Mile 6: I decide to walk through the water stop this time. I walk and drink my Gatorade. I look at my watch. One hour. Dude! I’m doing 10 minute miles! I’m going to PR. Holy Moses on a pogo…yep, that’s a cemetery. Run on by. Run on by. “Daisy Lane…” That’s gotta be a cemetery joke there. The rain picks up. I run on without the jacket, but with the need to add “Pushing Daisies” to my Netflix queue for some reason.
Halfway Point: Oh we’re halfway therrrrrrre! Ohhhhhhh-oh! Lizard on a chaaiiir!
Mile 7: The rain lets up, but the whole street is covered in water. I notice that runners up ahead are jumping onto the sidewalk to make it through. I do that too. I tell the volunteers at the intersection that I didn’t feel like swimming. They laugh. I try to make the volunteers happy. They’re out in this rainy mess too. It’s hard for them, even if they aren’t the ones doing the running.
Mile 8: I slow to a walk as I grab a Gatorade from a soaked volunteer. I smile and tell her she’s doing a good job. I launch the cup into the trash can. She shoots! She scores! Uh, nope!
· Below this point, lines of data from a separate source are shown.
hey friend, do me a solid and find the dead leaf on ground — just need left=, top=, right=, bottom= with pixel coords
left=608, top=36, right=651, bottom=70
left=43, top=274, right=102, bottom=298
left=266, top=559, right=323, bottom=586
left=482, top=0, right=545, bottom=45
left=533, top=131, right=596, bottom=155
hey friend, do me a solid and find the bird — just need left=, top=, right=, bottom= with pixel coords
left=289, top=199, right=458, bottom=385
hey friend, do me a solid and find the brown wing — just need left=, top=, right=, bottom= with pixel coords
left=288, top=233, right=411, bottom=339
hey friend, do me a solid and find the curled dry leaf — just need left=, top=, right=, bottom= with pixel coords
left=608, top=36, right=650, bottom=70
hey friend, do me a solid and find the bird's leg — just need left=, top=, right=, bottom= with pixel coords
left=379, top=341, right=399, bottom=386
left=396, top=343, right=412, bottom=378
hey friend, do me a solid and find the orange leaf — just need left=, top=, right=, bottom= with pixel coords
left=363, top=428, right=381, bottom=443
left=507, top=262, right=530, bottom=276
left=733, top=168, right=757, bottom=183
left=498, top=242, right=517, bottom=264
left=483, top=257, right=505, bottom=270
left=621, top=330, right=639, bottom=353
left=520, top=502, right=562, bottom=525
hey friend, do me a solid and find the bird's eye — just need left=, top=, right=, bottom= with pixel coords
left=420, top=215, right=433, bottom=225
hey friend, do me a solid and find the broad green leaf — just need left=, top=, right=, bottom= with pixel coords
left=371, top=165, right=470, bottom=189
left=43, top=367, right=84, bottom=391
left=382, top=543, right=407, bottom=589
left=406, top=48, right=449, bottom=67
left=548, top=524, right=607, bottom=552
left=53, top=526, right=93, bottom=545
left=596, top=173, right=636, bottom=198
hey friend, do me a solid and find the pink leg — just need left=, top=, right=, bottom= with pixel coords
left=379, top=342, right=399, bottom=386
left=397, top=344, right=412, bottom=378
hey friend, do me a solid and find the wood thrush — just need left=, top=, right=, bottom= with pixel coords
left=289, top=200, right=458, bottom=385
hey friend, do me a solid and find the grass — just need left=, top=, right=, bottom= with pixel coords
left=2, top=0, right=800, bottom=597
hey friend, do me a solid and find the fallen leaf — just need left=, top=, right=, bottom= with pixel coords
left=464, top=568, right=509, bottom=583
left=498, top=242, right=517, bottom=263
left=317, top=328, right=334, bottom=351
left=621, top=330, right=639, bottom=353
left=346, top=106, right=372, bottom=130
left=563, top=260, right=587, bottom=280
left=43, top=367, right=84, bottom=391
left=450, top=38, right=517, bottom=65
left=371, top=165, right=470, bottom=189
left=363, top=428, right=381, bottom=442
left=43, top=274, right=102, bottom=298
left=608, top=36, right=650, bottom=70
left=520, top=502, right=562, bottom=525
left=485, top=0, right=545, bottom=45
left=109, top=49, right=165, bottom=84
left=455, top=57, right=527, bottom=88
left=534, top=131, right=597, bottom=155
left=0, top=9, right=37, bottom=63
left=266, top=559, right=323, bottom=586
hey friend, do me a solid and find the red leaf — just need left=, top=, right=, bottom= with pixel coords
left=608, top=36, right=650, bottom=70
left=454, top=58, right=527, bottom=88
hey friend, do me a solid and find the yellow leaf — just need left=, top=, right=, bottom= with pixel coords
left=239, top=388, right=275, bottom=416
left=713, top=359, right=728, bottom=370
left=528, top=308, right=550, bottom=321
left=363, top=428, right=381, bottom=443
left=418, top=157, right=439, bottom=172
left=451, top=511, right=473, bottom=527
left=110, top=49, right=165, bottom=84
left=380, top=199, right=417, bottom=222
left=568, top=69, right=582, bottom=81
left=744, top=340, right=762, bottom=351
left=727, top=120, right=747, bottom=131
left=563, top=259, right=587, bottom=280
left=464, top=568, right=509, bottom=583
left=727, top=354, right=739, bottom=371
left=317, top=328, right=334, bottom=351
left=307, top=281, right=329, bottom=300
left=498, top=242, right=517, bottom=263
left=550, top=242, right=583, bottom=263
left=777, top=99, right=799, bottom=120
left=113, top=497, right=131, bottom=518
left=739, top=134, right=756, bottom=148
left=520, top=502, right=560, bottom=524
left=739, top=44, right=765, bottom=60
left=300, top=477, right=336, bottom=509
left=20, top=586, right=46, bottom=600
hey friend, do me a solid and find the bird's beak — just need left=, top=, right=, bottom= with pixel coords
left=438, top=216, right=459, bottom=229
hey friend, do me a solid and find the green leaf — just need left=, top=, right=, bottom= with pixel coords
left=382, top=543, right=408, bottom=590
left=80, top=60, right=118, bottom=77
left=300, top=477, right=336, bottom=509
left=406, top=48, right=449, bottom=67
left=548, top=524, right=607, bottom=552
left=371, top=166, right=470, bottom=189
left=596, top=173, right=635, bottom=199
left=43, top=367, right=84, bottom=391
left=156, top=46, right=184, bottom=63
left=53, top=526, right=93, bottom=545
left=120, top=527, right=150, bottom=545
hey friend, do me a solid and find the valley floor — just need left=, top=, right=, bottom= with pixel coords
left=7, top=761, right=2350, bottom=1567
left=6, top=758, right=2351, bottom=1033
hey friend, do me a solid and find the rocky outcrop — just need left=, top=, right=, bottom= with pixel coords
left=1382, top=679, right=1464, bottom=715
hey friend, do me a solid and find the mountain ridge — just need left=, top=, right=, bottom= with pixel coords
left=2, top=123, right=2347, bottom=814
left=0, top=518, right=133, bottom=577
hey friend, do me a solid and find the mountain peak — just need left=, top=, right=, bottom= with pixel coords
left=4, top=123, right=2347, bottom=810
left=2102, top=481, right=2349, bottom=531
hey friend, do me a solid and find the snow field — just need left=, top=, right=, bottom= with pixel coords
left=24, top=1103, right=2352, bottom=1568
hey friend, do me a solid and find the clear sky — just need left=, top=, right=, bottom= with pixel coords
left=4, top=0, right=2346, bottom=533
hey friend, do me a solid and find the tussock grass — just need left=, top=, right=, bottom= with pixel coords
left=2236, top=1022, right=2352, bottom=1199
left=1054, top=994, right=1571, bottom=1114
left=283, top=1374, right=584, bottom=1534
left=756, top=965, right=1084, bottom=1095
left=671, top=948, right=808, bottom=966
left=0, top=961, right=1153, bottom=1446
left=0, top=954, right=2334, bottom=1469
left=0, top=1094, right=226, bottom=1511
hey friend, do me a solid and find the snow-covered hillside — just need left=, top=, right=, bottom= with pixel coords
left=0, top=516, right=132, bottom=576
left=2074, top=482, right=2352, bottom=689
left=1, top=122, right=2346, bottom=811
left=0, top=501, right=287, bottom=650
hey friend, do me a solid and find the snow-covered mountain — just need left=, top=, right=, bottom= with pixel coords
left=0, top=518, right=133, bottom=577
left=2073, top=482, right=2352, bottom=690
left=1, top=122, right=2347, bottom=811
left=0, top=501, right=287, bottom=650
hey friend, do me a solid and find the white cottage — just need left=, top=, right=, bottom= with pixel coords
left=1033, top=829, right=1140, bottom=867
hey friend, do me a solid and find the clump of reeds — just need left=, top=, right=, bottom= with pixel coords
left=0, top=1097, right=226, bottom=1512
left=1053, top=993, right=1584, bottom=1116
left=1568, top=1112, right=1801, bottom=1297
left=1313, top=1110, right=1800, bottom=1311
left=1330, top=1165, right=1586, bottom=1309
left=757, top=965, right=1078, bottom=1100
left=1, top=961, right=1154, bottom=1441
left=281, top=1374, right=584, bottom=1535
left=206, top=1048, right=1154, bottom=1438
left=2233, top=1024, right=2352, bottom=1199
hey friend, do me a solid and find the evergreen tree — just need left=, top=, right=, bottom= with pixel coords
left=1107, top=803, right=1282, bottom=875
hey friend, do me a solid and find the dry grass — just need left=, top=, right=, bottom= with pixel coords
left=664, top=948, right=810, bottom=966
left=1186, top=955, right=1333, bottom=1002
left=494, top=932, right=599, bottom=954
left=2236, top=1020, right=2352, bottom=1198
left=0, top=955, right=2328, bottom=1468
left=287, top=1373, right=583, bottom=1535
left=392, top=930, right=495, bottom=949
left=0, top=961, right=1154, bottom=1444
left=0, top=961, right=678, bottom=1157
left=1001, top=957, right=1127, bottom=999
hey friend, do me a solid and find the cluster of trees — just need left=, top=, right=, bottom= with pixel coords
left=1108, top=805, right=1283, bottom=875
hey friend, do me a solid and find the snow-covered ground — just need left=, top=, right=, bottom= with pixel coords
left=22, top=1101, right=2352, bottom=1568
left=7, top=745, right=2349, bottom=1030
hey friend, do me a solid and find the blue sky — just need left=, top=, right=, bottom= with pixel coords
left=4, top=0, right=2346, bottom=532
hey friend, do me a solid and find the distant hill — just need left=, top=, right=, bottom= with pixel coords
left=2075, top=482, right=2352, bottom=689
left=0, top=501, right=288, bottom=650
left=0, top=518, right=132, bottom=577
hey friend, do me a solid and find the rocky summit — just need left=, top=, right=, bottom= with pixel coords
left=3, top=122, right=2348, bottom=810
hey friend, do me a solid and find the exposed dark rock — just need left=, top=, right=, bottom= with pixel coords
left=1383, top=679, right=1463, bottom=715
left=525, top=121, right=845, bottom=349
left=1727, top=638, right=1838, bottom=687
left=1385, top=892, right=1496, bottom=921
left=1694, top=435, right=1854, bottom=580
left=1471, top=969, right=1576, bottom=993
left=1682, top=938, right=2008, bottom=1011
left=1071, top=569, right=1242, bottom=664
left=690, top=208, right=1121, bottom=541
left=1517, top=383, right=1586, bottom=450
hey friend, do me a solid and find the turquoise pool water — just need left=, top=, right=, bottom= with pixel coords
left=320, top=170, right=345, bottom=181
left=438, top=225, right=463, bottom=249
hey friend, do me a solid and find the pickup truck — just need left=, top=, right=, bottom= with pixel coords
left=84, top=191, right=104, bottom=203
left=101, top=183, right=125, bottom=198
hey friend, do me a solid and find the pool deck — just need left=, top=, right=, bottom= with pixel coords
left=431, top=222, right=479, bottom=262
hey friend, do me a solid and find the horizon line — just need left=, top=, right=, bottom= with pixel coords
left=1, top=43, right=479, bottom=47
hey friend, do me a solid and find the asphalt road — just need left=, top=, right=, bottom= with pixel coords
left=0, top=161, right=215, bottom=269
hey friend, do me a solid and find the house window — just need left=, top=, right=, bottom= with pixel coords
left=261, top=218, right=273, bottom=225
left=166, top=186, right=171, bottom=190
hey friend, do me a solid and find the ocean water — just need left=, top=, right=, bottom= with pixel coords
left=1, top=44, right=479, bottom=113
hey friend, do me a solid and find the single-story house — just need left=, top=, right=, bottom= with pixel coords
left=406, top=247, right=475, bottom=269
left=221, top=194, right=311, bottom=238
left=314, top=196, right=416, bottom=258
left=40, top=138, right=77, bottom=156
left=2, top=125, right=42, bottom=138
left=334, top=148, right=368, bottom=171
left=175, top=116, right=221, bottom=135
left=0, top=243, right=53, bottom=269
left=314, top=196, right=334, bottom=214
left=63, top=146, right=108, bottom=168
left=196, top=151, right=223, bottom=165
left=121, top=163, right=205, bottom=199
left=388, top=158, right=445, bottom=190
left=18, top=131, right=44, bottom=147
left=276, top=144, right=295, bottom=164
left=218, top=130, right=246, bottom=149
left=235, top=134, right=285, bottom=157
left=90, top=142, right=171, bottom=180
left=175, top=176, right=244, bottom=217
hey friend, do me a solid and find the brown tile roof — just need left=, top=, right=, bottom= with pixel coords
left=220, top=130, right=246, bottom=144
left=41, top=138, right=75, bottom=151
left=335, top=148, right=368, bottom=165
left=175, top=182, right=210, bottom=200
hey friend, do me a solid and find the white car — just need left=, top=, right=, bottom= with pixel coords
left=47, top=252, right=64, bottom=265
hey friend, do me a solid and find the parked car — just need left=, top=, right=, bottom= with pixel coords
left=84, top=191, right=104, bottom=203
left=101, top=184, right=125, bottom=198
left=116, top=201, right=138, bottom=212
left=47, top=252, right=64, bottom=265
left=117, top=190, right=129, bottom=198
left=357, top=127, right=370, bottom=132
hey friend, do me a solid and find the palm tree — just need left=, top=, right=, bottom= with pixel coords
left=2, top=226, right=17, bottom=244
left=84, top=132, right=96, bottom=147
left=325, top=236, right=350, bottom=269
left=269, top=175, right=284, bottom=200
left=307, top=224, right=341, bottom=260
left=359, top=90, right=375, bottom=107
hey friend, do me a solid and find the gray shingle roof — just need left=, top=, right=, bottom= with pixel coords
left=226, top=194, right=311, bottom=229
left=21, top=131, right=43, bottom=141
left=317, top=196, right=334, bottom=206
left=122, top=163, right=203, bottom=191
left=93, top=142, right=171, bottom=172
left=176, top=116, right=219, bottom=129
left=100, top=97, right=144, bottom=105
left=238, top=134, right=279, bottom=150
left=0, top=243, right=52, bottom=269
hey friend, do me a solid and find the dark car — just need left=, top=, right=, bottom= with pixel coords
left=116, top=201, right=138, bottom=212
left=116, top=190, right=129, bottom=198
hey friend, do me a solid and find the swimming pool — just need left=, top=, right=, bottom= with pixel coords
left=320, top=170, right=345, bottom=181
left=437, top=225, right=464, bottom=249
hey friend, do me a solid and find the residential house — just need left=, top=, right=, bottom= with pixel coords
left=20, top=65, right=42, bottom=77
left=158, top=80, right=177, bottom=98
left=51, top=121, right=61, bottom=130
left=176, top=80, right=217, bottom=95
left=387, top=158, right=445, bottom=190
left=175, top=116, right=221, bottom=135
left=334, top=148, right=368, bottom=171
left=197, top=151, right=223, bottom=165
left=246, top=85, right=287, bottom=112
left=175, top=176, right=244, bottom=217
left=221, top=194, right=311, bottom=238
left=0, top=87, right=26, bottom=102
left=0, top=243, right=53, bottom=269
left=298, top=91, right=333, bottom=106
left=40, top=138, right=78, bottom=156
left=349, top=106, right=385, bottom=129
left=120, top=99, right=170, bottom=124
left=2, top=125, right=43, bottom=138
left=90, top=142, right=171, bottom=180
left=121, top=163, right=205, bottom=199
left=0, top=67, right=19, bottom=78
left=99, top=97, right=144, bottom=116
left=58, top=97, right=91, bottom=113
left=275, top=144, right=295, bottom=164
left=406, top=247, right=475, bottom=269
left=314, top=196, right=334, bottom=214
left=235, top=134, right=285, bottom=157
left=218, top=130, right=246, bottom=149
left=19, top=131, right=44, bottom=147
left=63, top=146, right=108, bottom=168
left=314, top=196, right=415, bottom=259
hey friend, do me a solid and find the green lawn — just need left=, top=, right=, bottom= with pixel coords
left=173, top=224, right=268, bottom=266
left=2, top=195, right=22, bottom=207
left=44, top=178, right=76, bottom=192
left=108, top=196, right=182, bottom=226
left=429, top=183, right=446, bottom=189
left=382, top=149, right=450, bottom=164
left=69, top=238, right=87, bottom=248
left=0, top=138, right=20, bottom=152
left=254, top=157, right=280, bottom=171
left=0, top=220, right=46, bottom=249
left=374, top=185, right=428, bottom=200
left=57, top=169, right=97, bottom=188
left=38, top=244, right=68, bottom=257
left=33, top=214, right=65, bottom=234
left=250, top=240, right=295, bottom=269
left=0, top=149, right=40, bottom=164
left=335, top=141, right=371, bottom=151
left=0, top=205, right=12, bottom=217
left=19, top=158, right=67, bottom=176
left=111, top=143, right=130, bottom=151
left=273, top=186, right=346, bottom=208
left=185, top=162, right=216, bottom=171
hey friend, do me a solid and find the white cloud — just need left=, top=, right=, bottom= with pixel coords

Runners suck at basketball. The heavens open up and Mother Nature just decides to give it all she’s got. The jacket goes on, but I’m already soaked to the core.
Mile 9: Someone on the side of the road yells, “You’re almost there!” NO, I’M NOT!!!
Mile 10: The sides of my knees start to ache, but I keep running. I’ve gotta get out of this rain. The sooner I finish, the sooner I get to my fluffy pink towel and some waffles at The Parsonage.
Mile 11: I’m back near campus. A car runs through a puddle and sprays me with water. My shoes are now soaked. I’m almost to the finish line. Man, traffic is really backed up…what if no one is there to meet me, because I ran so fast that they’re still stuck in traffic? Why did I run so fast? I don’t want to cross the finish line and beat my people there who wanted to see me finish! I run faster.
Mile 12: I need to take a walk break. The strong wind and rain is keeping me from running up the hill like I wanted to. A volunteer holding a large red umbrella and wearing a mostly dry rain jacket complains about the wind and rain. I wipe the snot and rain from my face and tell her that I’m actually enjoying the weather. I hate this. I really hate this.
Mile 13: Oh bless it! I’m here! I tear off my jacket so everyone can see my bib number as I near the finish line. Yes! I’m gonna beat my time! I’m gonna… I see my boyfriend and sister.
I go home, shower and begin a wonderful lazy and celebratory day with my boyfriend. Waffles are on the menu.
This was the day I ran 13.1 miles in the rain. I didn’t wait for the storm to pass. I ran through it. There’s a lesson to be learned there, I guess.